By FY 2023, 98.2 million Americans were enrolled in Medicaid. That is a 33% increase above the pre-pandemic FY 2019 level.
More than twice as many individuals were on Medicaid welfare in FY 2023 than were reliant on the program during the 2008 Great Recession.
Source: MACPAC
Growing Medicaid Welfare Dependency
In FY 2023, 29% of the population was on the Medicaid welfare rolls. This was a significant increase above the historical normal. In FY 1999, only 11.4% of the population was on Medicaid.
Greater reliance on federal welfare is not a victory – it is a failure by the government that harms taxpayers and enrollees alike.
Medicaid Is a Failed Program in Need of Reform
Medicaid is rife with waste, fraud, and abuse.
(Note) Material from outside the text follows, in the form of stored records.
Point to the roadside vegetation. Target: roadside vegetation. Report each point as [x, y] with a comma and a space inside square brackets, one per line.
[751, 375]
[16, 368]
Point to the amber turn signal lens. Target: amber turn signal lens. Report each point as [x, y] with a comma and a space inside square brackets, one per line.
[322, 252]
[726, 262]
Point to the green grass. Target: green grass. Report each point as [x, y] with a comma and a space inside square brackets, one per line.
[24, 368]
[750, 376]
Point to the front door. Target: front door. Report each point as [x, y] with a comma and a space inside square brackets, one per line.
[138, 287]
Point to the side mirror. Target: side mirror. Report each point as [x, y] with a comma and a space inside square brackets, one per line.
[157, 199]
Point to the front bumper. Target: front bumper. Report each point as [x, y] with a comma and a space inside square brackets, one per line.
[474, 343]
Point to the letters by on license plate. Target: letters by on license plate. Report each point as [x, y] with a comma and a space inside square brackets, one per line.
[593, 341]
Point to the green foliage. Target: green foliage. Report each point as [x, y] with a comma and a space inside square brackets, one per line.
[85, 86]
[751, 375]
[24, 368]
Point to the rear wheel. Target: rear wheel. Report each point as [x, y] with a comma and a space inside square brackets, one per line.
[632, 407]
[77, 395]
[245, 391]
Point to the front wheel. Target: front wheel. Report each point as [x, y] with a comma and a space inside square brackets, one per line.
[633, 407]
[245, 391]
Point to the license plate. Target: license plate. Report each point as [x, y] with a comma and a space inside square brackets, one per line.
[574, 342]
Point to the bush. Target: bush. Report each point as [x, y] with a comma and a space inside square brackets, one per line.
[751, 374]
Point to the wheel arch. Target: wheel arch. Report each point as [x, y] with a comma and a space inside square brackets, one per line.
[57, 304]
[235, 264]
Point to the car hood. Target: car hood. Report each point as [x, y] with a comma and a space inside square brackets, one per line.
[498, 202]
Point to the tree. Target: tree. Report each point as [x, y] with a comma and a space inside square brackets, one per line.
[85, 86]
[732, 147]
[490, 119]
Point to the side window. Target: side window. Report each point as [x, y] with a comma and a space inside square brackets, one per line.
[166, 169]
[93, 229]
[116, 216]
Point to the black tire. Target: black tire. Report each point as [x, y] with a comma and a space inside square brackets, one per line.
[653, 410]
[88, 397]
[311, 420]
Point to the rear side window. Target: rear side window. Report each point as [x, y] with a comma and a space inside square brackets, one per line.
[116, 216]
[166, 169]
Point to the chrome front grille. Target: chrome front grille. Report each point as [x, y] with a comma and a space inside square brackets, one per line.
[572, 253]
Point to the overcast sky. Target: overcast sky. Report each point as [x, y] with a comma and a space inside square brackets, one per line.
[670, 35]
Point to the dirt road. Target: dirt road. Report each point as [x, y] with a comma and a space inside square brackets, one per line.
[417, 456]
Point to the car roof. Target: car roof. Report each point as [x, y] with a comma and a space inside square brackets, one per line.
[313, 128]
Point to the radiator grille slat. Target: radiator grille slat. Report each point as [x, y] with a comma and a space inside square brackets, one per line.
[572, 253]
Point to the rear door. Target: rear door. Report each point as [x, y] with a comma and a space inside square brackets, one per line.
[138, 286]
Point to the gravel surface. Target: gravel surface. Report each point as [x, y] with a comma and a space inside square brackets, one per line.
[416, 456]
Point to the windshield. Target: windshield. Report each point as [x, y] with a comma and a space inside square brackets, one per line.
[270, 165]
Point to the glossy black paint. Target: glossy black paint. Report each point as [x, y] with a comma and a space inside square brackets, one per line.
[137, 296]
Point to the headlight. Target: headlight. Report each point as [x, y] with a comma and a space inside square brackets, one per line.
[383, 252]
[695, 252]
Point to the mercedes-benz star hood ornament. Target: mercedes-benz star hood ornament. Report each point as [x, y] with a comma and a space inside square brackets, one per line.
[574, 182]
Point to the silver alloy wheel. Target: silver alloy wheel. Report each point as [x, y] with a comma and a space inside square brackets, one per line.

The worst part is that Medicaid delivers poor outcomes for the most vulnerable in our society while hundreds of billions of dollars per year flow to hospitals, insurance companies, and state bureaucracies.
Studies have shown that Medicaid consistently provides worse health results and less access to care than private coverage. For example, the landmark Oregon Medicaid Experiment found that Medicaid coverage did not improve physical health outcomes.
The Obamacare Medicaid expansion has diverted resources away from vulnerable children, the elderly, and Americans with disabilities in order to increase benefits for able-bodied, work capable adults.
Medicaid has also been a failure for the taxpayers. The open-ended financing structure leads to waste, fraud, and abuse. Over the last decade, Medicaid made $567 billion in improper payments. These improper payments “equal $4,300 per U.S. household and are enough to provide private health insurance coverage to more than 2.2 million families.” States even use loopholes and gimmicks to launder federal money through the Medicaid program.
State governments are flush with cash, after the federal government spent hundreds of billions of taxpayer funds in recent years subsidizing state and local bureaucratic jobs. State rainy day funds are nearly twice their pre-pandemic balances, and nearly every state saw their general fund revenue collections come in above or on target in FY 2024.
It is clear that Medicaid is a welfare program in need of significant reform. The budget reconciliation process should be an opportunity to make common sense reforms that increase efficiency and improve care for beneficiaries of the Medicaid welfare program.